TWITTER-TOOLBOX: An algorithmic proposal for linguistic data collection and analysis

Computational methods have been often used in more areas than initially expected (BOSTROM, 2014, p. 42). Even though the analysis of the Portuguese language with the aid of computational tools is not a novelty (SARDINHA, 2005), their use of manual techniques for data collection and analysis is still a reality among linguists that do not work in the area of Corpus Linguistics or Computational Linguistics. This situation is a clear limitation in the development of research with more explanatory power in areas, such as Sociolinguistics (SOUSA, 2022), due to the significant amount of time required to carry out collection and processing of a large sample of data, as in the case of texts from the internet. This environment is an unrestricted source of texts (MOREIRA FILHO, 2021, p. 100), that come mainly from social networks. One example of that isTwitter that has 19.05 million users from Brazil according to data from statisa, a German company specialized in market and consumer data. This fact makes Twitter a potential source of data for corpora construction, not only for description, but also for linguistic analysis. Therefore, this study aims at presenting the interdisciplinarity between Linguistics and Computer Science through the elaboration of computational solutions for relative problems to data collection and analysis in language-related areas of study.
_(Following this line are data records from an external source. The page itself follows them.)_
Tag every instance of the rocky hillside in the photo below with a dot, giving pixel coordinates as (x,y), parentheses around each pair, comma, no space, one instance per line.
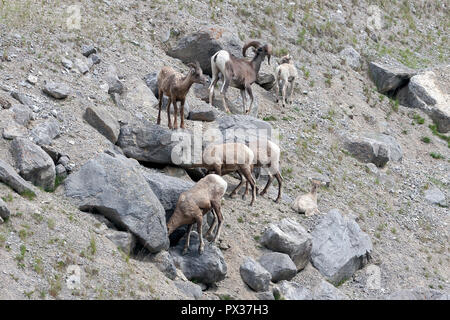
(87,181)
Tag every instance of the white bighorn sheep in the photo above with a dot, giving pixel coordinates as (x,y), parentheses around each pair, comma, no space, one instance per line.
(227,158)
(285,76)
(176,86)
(237,72)
(307,203)
(193,204)
(267,156)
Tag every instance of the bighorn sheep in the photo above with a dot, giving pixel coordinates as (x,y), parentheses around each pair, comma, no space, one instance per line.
(194,203)
(267,156)
(176,86)
(239,73)
(226,158)
(285,74)
(307,203)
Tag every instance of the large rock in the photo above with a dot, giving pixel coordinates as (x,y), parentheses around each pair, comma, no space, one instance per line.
(435,196)
(149,142)
(326,291)
(102,121)
(10,177)
(280,266)
(22,114)
(57,90)
(429,91)
(113,186)
(339,247)
(254,275)
(45,132)
(4,211)
(202,45)
(291,238)
(376,148)
(207,268)
(34,164)
(243,128)
(389,76)
(419,294)
(286,290)
(168,189)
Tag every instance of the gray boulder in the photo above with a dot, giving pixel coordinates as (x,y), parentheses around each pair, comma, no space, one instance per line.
(57,90)
(418,294)
(291,238)
(326,291)
(205,113)
(22,114)
(286,290)
(165,263)
(4,211)
(202,45)
(149,142)
(389,76)
(254,275)
(190,289)
(10,177)
(123,240)
(113,186)
(280,266)
(45,132)
(102,121)
(207,268)
(34,164)
(428,91)
(339,247)
(435,196)
(376,148)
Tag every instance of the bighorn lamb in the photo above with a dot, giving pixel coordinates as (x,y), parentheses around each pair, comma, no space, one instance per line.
(307,203)
(239,73)
(227,158)
(285,76)
(267,156)
(194,203)
(176,86)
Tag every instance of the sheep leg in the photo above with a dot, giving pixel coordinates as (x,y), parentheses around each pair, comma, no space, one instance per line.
(235,190)
(248,175)
(201,245)
(158,121)
(213,225)
(175,114)
(188,237)
(217,210)
(182,114)
(168,113)
(250,93)
(280,182)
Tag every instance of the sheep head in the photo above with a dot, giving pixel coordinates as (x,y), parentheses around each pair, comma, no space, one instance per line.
(266,49)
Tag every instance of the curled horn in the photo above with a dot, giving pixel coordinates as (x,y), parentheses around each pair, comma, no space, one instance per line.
(254,44)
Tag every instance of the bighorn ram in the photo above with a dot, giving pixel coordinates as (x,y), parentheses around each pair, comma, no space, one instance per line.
(176,86)
(194,203)
(285,75)
(239,73)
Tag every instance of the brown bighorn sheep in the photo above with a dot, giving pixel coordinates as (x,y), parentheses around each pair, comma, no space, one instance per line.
(285,75)
(227,158)
(307,203)
(239,73)
(176,86)
(194,203)
(267,155)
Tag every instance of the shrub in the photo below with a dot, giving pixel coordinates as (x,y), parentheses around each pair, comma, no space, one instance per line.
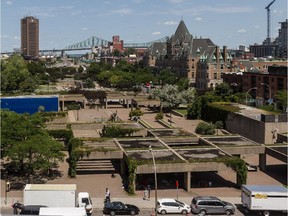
(159,116)
(205,128)
(136,112)
(113,131)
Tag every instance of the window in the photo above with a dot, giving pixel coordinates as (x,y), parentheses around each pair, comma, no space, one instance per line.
(211,203)
(202,202)
(219,204)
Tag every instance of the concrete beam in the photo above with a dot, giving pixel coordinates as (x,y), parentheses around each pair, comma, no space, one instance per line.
(182,167)
(262,162)
(276,154)
(104,155)
(244,150)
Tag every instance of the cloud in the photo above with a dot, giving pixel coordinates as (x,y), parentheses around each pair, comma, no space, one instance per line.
(170,23)
(48,11)
(241,30)
(176,1)
(122,11)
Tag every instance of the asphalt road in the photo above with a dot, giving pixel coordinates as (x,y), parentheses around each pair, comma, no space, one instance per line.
(143,212)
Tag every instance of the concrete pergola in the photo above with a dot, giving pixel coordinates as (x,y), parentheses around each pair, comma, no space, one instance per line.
(175,151)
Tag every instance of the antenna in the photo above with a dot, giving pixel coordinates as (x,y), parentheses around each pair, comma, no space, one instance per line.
(268,21)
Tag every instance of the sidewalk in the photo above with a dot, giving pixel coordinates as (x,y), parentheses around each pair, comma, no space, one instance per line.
(142,204)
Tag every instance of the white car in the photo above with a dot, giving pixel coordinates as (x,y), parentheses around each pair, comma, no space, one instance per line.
(172,206)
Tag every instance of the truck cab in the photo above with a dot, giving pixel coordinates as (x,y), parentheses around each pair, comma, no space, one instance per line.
(85,201)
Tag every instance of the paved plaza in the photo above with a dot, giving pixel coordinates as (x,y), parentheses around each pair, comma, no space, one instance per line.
(95,184)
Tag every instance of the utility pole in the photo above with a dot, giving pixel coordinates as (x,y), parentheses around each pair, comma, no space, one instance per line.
(268,26)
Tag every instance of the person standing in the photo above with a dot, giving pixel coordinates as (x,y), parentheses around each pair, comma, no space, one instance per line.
(107,195)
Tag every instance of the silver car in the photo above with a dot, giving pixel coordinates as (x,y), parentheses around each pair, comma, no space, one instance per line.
(211,205)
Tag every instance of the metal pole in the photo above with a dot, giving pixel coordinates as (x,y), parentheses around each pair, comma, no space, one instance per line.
(247,94)
(269,89)
(155,173)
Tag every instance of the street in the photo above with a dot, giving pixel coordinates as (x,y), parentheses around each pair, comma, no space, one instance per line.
(98,212)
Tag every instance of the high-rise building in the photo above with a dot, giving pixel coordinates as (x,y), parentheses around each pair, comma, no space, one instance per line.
(30,36)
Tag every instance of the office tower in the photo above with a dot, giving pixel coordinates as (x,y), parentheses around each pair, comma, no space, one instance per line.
(30,36)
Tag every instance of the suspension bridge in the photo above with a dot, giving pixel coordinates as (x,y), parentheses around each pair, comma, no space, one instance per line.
(95,41)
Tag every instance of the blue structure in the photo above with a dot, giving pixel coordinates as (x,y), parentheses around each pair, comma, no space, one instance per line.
(30,104)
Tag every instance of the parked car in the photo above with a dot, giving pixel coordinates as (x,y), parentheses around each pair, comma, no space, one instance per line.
(172,206)
(211,205)
(119,208)
(20,209)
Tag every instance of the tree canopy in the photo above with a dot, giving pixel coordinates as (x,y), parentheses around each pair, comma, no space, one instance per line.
(16,77)
(26,144)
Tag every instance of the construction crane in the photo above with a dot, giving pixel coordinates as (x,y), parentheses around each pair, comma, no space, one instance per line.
(268,21)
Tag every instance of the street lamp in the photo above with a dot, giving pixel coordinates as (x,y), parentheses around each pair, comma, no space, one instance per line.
(151,150)
(269,89)
(247,94)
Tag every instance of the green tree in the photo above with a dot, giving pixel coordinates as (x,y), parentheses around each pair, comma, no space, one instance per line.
(136,112)
(166,76)
(223,90)
(15,76)
(219,125)
(187,96)
(194,109)
(168,95)
(88,83)
(27,144)
(282,99)
(183,84)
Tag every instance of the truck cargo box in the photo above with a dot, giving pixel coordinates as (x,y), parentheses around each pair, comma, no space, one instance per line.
(51,195)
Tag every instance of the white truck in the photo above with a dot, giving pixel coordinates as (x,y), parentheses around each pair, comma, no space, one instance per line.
(56,195)
(264,198)
(63,211)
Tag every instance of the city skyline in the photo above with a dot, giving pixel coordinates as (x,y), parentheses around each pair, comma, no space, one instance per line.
(62,23)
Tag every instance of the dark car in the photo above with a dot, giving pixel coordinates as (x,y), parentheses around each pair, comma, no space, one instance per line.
(18,208)
(119,208)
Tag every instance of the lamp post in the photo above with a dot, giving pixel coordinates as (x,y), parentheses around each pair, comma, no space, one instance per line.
(269,89)
(247,94)
(151,150)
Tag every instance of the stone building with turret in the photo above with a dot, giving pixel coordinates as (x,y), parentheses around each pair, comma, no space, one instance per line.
(198,59)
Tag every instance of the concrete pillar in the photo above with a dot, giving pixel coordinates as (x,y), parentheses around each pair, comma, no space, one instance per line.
(123,167)
(187,181)
(63,106)
(84,104)
(262,162)
(127,103)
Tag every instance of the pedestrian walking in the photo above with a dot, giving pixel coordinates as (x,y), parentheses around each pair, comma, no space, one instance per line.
(146,194)
(107,196)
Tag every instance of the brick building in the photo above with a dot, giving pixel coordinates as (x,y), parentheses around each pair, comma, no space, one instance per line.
(197,59)
(30,36)
(267,84)
(116,44)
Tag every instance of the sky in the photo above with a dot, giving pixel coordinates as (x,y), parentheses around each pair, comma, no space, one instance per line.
(66,22)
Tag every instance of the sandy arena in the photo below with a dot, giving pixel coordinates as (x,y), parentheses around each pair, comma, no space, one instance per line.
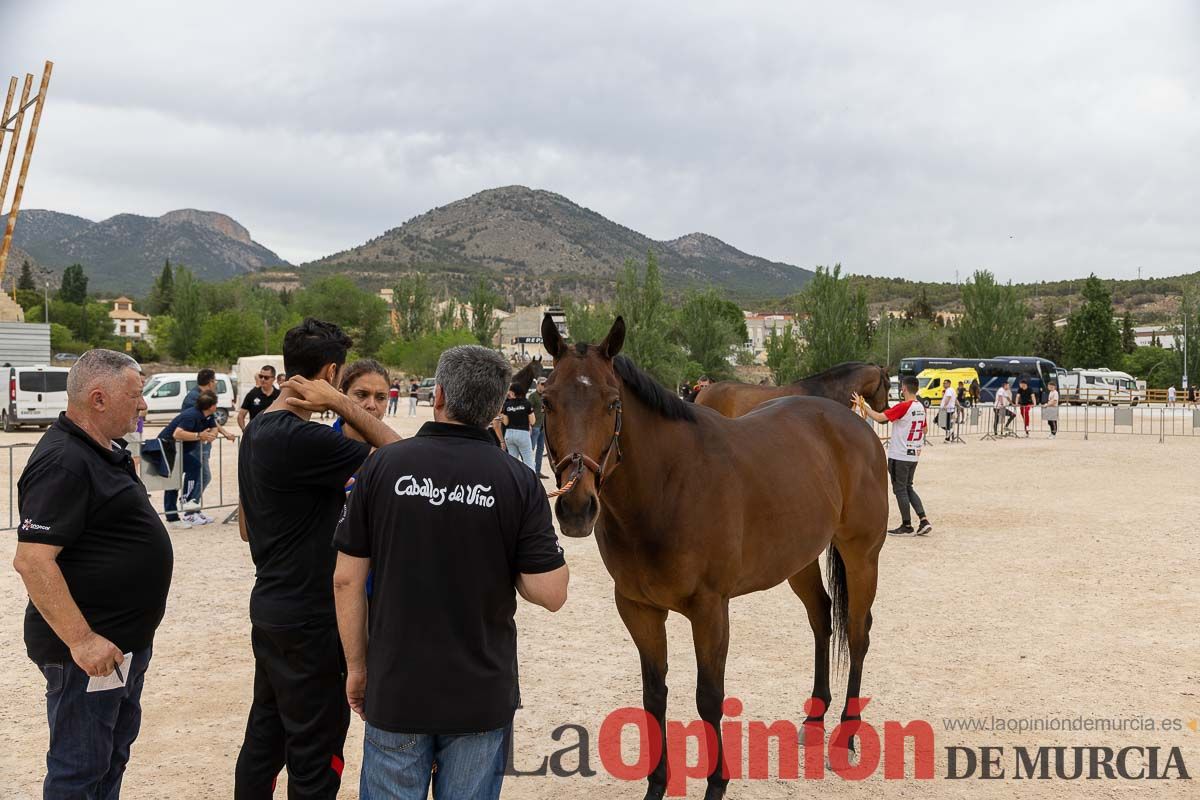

Using the Python programming language (ROSSUM; DRAKE, 2009), libraries available for it, in particular the tweepy (ROESSLEIN, 2022) and NLTK (BIRD; LOPER; KLEIN, 2009), and natural language processing (NLP) techniques, a repository was built with algorithms that allow cleaning, organization, and analysis of linguistic data. Moreover, by using Twitter as a source of linguistic data, there was also a focus on the step of collecting texts from that social network to build the corpus. The algorithms demonstrated effectiveness and practicality in the steps involved in data processing since they enabled the filtering through keywords by creating specific fields to
build the corpus, the cleaning of the data by removing unwanted symbols, punctuation, and terms, and the analysis using bigrams, a technique from the NLP area. These results are shared in a public open source repository (GOIS, 2022), in line with Open Science principles. Furthermore, the built algorithms have the potential to work as basis for new modules that implement tools produced from NLP techniques, such as tokenization and tagging, thus expanding the frontiers of interdisciplinarity between Linguistics and Computer Science.